Beijing (CNN) -- A court in eastern China on Friday upheld the guilty verdict and life sentence against former high-flying politician Bo Xilai, effectively ending one of the messiest political scandals to hit the ruling Chinese Communist Party in decades.
Shandong Province High People's Court in Jinan affirmed the decision handed down by a lower court in the same city last month when Bo was found guilty of all three charges brought against him.
He received the life sentence for bribe-taking, 15 years for embezzlement and seven years for abuse of power following a trial that revealed tantalizing details of the lavish lifestyles of China's elite.
The high court rejected Bo's appeal as it lacked any "factual or legal basis," court vice president Hou Jianjun told reporters in a press briefing, adding the court's decision is final.
China state broadcaster, CCTV, released footage from the court session, which showed Bo standing handcuffed between two court policemen in what was likely his last public appearance.
He appeared to be smiling while listening to the judge read the court's decision and several of Bo's family members were seen seated in the audience.
A family source told CNN the court session lasted for around 45 minutes with Bo repeatedly interrupted the judge to rebut the court's findings, angering the judge.
Bo met with his lawyer frequently after he filed the appeal and prepared diligently for the process, but his request to meet his wife was denied, the source added.

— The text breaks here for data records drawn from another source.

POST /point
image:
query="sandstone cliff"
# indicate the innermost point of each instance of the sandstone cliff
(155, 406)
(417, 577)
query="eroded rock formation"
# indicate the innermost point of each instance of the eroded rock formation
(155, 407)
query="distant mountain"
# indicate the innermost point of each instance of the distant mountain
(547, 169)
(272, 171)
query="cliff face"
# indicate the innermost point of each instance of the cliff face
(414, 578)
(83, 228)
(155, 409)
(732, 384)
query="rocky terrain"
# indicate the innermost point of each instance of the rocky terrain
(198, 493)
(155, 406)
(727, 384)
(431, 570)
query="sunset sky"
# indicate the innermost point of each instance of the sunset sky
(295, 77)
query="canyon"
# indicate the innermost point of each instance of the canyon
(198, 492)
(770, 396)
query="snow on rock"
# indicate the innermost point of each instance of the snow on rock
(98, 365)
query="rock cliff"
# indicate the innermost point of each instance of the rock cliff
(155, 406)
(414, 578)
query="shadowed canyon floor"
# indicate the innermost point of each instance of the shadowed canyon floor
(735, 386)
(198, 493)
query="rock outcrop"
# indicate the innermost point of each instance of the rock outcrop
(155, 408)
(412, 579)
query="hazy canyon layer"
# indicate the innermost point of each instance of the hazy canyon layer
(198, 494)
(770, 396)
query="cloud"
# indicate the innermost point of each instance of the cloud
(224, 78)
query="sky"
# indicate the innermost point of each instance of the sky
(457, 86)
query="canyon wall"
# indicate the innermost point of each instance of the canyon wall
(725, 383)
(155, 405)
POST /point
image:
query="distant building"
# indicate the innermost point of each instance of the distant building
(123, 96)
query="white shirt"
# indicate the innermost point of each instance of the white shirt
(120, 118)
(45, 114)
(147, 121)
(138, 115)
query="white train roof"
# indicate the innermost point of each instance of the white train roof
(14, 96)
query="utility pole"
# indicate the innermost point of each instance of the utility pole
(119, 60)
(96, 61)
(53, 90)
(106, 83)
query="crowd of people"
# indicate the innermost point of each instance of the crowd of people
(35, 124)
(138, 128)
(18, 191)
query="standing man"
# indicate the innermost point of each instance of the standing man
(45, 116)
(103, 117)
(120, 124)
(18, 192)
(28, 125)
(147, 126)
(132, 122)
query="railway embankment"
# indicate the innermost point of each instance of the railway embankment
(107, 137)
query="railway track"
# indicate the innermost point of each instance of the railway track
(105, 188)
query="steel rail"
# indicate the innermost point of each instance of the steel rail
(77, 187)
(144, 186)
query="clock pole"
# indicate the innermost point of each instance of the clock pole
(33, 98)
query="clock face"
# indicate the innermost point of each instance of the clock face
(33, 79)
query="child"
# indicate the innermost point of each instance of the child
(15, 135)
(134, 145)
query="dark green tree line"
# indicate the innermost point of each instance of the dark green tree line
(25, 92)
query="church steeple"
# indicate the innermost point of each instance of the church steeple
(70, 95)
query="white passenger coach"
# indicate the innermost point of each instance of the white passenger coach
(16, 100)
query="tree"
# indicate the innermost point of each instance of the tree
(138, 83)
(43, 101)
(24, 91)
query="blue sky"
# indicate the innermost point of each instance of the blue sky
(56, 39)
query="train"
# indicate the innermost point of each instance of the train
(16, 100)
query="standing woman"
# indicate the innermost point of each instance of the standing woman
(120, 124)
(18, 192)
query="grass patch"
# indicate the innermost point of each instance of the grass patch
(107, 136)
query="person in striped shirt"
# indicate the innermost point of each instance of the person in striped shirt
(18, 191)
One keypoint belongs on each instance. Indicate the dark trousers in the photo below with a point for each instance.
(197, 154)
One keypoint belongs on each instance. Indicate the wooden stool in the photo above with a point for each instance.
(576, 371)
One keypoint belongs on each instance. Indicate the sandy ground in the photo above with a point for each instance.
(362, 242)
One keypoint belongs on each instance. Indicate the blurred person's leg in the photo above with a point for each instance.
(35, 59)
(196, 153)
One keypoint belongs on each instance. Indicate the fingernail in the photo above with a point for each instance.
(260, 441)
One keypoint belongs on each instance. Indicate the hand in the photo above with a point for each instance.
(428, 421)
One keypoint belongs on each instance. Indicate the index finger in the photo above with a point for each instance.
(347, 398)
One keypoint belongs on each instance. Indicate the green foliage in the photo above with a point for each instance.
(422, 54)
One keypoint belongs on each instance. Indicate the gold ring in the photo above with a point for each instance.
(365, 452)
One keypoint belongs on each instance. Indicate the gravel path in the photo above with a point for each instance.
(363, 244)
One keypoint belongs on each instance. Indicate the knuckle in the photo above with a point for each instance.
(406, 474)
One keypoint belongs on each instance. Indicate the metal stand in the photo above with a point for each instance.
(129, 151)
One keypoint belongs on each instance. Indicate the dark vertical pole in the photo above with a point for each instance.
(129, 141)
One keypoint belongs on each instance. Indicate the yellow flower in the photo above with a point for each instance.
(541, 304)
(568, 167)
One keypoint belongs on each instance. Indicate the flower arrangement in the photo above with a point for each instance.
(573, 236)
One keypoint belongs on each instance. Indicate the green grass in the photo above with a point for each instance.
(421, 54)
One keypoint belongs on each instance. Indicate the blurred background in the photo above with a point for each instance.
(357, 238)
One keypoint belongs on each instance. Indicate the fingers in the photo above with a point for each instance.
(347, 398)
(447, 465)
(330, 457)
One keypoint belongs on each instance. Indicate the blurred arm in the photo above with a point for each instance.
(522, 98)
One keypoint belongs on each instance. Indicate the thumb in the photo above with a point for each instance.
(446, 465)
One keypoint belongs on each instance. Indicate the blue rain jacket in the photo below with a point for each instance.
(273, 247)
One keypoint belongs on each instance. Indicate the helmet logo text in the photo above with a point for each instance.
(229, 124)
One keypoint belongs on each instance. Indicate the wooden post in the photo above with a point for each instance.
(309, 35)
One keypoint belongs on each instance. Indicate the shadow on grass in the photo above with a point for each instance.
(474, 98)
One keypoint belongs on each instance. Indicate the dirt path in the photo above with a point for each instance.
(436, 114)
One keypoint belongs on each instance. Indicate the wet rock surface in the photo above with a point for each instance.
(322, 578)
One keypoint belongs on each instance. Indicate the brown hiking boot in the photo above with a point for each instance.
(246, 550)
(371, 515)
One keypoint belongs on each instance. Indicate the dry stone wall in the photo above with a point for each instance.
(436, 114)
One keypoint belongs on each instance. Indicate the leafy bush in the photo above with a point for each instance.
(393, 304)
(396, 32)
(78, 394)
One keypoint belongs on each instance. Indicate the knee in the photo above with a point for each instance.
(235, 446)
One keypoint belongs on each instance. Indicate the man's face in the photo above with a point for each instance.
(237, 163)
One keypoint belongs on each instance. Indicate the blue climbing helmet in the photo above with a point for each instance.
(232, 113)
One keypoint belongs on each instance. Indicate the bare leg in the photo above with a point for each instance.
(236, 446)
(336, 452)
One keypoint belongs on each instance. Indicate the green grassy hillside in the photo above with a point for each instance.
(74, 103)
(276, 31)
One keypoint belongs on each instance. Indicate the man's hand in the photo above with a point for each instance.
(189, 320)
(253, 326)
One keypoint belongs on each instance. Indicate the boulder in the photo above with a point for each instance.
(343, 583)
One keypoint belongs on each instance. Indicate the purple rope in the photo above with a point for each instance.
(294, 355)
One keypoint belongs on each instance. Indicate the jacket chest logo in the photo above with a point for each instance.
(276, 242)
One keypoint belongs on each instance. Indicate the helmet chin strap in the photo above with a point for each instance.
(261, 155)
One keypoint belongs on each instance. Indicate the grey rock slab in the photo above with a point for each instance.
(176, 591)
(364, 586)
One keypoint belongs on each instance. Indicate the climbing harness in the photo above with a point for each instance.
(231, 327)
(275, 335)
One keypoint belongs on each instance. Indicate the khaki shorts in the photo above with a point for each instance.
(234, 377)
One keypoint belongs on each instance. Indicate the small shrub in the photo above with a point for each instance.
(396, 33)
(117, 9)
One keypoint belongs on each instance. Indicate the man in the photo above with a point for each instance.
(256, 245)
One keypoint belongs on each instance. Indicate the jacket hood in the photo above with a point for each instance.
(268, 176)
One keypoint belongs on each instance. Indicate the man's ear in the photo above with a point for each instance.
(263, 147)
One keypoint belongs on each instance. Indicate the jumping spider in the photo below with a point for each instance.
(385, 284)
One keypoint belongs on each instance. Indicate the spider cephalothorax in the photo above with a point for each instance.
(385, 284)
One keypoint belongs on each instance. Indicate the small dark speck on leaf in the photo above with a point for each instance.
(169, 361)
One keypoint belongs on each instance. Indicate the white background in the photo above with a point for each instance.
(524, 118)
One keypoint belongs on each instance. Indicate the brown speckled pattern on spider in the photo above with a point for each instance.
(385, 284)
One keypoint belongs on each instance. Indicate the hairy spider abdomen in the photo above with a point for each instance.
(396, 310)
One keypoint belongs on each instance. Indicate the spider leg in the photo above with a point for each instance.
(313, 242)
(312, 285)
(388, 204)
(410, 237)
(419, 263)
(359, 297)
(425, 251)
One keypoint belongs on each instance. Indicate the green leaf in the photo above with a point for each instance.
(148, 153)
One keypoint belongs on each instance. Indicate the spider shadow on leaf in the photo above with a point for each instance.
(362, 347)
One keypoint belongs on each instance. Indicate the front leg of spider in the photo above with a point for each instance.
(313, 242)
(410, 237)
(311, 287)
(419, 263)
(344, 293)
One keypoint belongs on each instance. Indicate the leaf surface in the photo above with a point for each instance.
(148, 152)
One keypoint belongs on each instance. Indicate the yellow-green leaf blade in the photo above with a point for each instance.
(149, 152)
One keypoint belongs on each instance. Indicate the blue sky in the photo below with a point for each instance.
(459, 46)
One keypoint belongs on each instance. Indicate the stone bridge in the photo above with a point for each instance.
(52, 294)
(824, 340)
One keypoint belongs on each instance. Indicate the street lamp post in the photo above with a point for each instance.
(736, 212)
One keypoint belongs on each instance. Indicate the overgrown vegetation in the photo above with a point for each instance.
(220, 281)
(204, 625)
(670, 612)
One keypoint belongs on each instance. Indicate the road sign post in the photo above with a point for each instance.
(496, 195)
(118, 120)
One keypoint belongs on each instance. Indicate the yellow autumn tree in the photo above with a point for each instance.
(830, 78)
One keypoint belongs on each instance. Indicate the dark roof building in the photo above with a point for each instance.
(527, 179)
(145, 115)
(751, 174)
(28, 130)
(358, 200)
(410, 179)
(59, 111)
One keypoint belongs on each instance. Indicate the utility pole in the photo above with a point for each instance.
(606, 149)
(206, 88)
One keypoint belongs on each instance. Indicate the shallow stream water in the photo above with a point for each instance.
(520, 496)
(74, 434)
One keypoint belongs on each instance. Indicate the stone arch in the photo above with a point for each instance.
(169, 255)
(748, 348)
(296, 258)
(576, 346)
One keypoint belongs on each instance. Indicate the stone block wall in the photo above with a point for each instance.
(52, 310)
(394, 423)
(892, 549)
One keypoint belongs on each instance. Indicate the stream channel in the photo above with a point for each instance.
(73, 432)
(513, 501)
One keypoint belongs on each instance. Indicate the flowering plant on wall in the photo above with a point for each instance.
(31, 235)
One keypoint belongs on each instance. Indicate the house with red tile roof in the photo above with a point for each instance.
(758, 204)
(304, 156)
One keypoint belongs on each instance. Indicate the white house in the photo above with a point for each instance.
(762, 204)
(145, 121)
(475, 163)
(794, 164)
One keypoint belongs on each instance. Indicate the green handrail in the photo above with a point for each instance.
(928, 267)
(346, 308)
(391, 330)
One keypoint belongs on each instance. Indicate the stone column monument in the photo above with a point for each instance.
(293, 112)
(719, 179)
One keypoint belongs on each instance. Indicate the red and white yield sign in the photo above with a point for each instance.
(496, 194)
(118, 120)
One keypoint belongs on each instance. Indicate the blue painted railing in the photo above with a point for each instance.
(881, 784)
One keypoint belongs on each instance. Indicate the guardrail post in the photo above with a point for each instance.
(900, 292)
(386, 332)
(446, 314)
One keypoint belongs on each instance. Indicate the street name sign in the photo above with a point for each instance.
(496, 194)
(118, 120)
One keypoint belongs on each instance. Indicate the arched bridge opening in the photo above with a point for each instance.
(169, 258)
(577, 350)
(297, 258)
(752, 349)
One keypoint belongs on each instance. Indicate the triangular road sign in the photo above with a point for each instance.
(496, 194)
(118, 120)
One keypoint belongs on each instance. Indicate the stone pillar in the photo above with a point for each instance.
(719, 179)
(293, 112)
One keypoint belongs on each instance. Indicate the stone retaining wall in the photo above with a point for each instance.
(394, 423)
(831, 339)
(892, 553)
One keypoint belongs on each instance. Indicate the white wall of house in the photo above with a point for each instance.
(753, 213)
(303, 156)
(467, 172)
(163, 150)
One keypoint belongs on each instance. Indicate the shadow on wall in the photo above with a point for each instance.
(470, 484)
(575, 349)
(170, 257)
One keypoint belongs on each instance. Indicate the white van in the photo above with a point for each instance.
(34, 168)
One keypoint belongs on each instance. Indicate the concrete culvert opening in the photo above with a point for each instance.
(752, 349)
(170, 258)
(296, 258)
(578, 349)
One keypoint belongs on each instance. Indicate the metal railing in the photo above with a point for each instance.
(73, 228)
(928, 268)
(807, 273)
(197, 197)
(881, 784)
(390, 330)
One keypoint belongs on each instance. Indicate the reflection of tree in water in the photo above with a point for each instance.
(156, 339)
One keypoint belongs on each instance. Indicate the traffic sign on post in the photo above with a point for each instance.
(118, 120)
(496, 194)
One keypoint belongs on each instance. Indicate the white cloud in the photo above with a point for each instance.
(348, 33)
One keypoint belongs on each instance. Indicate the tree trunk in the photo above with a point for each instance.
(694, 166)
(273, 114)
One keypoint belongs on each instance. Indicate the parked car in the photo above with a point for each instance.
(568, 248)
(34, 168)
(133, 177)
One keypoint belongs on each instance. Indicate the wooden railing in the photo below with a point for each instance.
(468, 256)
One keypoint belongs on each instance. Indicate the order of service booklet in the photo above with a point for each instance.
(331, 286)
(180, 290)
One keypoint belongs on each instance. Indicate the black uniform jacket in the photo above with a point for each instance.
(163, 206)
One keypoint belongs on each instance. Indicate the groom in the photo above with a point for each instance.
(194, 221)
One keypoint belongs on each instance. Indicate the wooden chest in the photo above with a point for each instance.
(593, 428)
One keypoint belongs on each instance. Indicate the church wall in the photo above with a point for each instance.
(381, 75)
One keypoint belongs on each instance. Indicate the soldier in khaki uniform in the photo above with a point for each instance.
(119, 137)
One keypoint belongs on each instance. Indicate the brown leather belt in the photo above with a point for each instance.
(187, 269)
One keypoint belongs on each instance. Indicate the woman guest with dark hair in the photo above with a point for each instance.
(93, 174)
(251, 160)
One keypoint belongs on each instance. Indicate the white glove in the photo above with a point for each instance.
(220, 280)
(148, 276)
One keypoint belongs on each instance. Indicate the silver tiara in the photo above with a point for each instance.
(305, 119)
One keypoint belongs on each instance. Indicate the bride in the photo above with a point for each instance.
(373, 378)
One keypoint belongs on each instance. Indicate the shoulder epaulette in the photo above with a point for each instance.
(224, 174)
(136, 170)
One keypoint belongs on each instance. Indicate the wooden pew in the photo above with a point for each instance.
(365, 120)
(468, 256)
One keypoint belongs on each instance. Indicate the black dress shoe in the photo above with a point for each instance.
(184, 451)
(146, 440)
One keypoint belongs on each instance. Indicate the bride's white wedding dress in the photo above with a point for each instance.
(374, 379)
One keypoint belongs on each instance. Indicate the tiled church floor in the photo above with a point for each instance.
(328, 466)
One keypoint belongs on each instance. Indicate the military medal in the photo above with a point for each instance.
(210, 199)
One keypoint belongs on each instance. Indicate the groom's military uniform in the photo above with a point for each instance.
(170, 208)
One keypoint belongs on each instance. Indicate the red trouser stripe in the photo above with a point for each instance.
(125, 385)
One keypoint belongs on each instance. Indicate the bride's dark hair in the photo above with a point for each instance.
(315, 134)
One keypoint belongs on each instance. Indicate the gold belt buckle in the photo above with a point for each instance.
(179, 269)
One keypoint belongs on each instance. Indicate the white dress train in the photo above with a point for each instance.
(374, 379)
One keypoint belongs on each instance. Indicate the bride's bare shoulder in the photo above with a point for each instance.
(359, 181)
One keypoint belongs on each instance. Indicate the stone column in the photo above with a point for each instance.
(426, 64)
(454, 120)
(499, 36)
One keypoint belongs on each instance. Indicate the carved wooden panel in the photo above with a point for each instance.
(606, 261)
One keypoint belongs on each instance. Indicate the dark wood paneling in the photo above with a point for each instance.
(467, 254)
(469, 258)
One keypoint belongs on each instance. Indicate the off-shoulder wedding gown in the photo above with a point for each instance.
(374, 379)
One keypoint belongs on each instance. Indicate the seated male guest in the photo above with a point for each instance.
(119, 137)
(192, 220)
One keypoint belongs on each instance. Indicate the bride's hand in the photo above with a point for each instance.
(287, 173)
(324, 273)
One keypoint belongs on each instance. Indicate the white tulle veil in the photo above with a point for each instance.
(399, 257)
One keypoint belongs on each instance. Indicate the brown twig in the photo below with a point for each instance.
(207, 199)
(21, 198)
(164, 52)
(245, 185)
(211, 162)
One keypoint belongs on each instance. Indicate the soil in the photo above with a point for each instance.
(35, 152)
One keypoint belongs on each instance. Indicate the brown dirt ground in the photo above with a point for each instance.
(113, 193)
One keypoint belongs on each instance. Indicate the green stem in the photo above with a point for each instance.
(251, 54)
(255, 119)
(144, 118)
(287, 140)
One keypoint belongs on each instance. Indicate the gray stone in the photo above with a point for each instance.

Bo filed his appeal the day after his conviction in September.
Legal experts said Bo would begin to serve his sentence immediately, although he could still file a motion with the high court or the nation's Supreme People's Court to review his case based on new information or evidence. Chances of a judge accepting such a motion and overturning the verdict are slim.
'Hotel-line' prison awaits
Court documents said Bo would be incarcerated in Qincheng Prison, a maximum-security prison in Beijing where former senior officials usually serve their sentences. It's often described as having "hotel-like" conditions.
During his trial in August, Bo mounted a lively defense, denying the charges against him, according to transcripts published by the court.
Bo's glittering career drew both admirers and detractors for his populist policies. It began to unravel last year amid a murder scandal in which his wife, Gu Kailai, was convicted of poisoning British businessman, Neil Heywood.
The son of a revolutionary veteran, Bo rose to power as a city mayor, provincial governor, minister of commerce and member of the Politburo, the powerful policy-making body of the Communist Party.
He had been tipped to ascend farther up the party hierarchy before he was sacked as party chief in the sprawling metropolis of Chongqing.
Bo's wife, Gu, was found guilty by a court last year of murdering Heywood and given a suspended death sentence.
Her video testimony formed a major part of the prosecution's case against her husband.
China's leaders are keen to put the case behind them ahead of an important Party meeting in November -- the third plenum of the Party's Central Committee -- when President Xi Jinping is expected to push for economic reforms.
"The idea is to allow a period to calm down public backlash over this issue before the party meeting," said a Beijing-based observer, who declined to be identified because he is not authorized to comment publicly.
"They want nothing to distract from the important meeting."
However, not everyone thinks Bo's political career has been laid to rest. Wang Juntao, a political exile and former class mate of Bo, says the case has only raised his profile:
"The Communist Party may have ended his career in the party, but it has given him a distinct political identity and charisma as a leftist. In a way, this has made him a hero."